And instead of co-authoring with other academically credentialed bankruptcy researchers, Warren wrote this book with her daughter, Amelia Warren Tyagi. Tyagi, a management consultant, had just given birth to a daughter and didn't want to head straight back to the workplace. Warren invited her to be her research assistant; Tyagi asked to co-author instead.
"For an academic to pick up someone 22 years younger, and a non-academic — it's just not done," Warren says. But it turned out to be a crucial decision, she says. "She was the one person who had the nerve to say to me, 'That's boring! Skip it, or find a more interesting way to talk about it.'?"
NOT JUST NUMBERS
Warren also took easily to the task of promoting the book. Miller says that Basic Books gave her no professional media training, but that she and a publicity director did some play-acting interviews with her in the office. "She learned very quickly," Miller says. "She was giving crisp, clean answers."
They didn't need to worry about her freezing up on camera; Warren was champing at the bit to be heard. Miller was watching from the green room when Warren was interviewed by Katie Couric on the Today Show. "Katie was trying to get her off," Miller recalls. "She kept talking and talking."
The same eagerness comes across on her first Dr. Phil appearance. Warren says that she had never seen the show, which was in its second year and drawing more than five million viewers a day. She thought she and Tyagi were going to be interviewed; only at the set did they learn they would be advising debt-ruined couples from the front row of the audience.
When Dr.
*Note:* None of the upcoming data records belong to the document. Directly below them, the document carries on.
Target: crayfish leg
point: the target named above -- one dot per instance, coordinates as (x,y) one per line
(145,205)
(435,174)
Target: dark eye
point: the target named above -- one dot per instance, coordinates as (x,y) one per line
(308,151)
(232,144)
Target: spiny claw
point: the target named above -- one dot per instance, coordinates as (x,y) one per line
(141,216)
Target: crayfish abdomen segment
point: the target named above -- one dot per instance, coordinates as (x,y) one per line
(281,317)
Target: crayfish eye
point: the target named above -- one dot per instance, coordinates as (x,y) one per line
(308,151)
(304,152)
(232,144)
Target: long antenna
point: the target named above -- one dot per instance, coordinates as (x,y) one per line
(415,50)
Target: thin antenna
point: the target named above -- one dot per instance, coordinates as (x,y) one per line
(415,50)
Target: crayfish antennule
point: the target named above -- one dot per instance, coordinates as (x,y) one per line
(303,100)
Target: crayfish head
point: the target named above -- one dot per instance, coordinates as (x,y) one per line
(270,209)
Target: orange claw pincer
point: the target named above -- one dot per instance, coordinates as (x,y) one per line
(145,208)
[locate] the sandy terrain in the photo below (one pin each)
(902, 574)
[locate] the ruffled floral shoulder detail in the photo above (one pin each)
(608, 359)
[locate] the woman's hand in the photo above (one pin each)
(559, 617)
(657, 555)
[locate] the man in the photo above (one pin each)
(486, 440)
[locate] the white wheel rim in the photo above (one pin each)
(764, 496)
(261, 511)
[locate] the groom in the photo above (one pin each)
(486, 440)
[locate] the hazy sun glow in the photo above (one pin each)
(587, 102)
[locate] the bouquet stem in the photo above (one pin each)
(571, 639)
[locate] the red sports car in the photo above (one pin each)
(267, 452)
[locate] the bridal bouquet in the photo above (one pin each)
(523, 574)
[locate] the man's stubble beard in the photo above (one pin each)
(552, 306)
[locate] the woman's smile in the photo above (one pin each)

Phil turned to her the first time, with a question, Warren says she was nervous, and blinded by the studio lights turning to her. "I couldn't see a thing — it felt like jumping in a river. I just plunged in."
On tape, however, Warren appears supremely confident, pushing her thumb forward in the politicians' gesture associated with Bill Clinton, as she warns the onstage couple against taking out a second mortgage. "That's playing roulette with your house," she says. "I think it's the worst single move homeowners can take."
"Who she is today is who she was 30 years ago," says Rabiner. "People's problems are not academic to her. She's not faking it. She didn't suddenly become empathetic."
In fact, Warren traces that empathy to the first Consumer Bankruptcy Project in 1991. For the first time, her team had asked people going through bankruptcy to fill out a form so that researchers could analyze their demographic profiles. At the bottom, it asked the respondents to turn the paper over and explain, in their own words, why they filed for bankruptcy.
When the first batch came in, Warren grabbed a stack on her way to the airport and took them out on the plane. "I started reading those stories, and I realized after an hour or so that I was sitting there crying," Warren recalls. "These weren't just numbers anymore — these were personal stories about the death of a child, what it means to lose a job, a husband who disappeared. People filled with self-loathing at the mistakes they had made, and people filled with a sense of astonishment that they had ended up here."